About 149,000 households in Rwanda have mortgages, according to FinScope 2020.
Low mortgage borrowing
In Kenya, the outstanding value of non-performing mortgage loans rose to Ksh 28.3 billion ( $241.88 million) from Ksh 27.8 billion ($237.6 million) in December 2020, according to the central bank.
The number of mortgage loans decreased to 26,723 from 26,971, which was mainly due to a higher number of mortgage loans repaid compared to the number of new mortgage loans granted in the year affected by the Covid-19 pandemic and lo w income levels.
The average mortgage interest rate rose from 10.9 percent to 11 .3 percent.
“Despite global bond and equity markets and geo-political tensions, we are confident that the East African real estate market offers clear value for investors seeking risk-adjusted returns in frontier markets such as Kenya, Tanzania and Uganda,” said Somaya Joshua, Head of Africa Regional Operations at Absa Corporate Investment Banking.
According to Cytonn Investments Ltd. Investors in Kenya are expected to be more conservative in the housing market sector due to the upcoming August 9 general election.
The investor firm noted that its outlook for the REIT market is down due to the continued poor performance of the Fahari I -REIT, which is the only publicly traded instrument, “negative”. pick, a supportive framework needs to be in place to increase investment and increase appetite for the REIT market,” the firm said.

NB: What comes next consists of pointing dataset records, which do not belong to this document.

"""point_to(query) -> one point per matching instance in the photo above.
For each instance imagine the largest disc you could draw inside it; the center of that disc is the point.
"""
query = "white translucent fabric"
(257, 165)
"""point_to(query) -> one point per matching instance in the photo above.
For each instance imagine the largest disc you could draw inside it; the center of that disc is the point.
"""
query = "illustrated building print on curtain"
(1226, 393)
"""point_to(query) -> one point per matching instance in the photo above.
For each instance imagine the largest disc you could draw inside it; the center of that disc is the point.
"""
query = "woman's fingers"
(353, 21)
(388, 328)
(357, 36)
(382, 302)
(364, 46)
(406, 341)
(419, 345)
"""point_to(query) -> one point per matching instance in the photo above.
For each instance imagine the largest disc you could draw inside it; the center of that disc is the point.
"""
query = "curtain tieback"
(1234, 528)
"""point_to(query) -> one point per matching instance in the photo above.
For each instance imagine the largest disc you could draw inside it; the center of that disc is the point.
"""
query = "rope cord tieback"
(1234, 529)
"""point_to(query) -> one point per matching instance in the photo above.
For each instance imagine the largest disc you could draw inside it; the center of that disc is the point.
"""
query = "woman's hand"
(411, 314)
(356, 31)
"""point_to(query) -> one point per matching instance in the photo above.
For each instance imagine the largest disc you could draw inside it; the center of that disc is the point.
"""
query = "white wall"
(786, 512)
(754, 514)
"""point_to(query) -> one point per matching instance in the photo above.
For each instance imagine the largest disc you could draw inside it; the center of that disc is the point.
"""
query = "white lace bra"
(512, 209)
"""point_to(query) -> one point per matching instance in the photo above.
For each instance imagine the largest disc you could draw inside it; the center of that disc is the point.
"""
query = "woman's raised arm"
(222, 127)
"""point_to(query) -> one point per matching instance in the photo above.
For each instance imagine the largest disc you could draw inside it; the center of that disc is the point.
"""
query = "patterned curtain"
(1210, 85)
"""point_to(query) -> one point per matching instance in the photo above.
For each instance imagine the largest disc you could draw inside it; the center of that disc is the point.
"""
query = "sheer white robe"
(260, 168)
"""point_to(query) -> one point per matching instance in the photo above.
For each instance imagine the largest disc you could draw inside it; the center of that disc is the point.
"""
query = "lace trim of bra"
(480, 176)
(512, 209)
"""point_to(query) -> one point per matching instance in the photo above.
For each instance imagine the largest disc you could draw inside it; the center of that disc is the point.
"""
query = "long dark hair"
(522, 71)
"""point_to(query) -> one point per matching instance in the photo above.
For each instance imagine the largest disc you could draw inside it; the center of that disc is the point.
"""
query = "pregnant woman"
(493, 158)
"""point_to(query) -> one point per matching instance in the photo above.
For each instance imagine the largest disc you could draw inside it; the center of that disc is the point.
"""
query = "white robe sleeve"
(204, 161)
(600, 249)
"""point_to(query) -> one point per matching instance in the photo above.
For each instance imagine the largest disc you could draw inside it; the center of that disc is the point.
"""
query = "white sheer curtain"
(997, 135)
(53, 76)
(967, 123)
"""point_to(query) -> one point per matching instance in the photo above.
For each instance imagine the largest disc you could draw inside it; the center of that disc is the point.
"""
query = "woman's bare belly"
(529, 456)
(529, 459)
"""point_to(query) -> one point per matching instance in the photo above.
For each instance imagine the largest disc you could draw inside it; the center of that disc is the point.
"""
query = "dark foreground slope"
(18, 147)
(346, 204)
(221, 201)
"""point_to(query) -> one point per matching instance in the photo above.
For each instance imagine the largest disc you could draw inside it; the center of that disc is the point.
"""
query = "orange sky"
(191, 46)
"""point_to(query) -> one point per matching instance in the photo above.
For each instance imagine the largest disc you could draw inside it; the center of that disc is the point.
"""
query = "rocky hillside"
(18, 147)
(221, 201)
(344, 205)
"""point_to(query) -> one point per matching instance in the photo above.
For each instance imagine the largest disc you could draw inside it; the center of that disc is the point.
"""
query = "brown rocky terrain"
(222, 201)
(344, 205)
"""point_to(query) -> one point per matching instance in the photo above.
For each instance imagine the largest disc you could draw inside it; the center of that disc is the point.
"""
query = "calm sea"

Read:High taxation, multiple land laws Curb Growth of Real Estate Investment Trusts
According to a regional real estate developer Saif Real Estate, investment by Kenyans in the diaspora could boost the local housing market in 2022.
Kenya’s real estate market is first Line a rental market as home ownership is unaffordable. It is estimated that only 20% of Kenyans living in urban areas own their homes.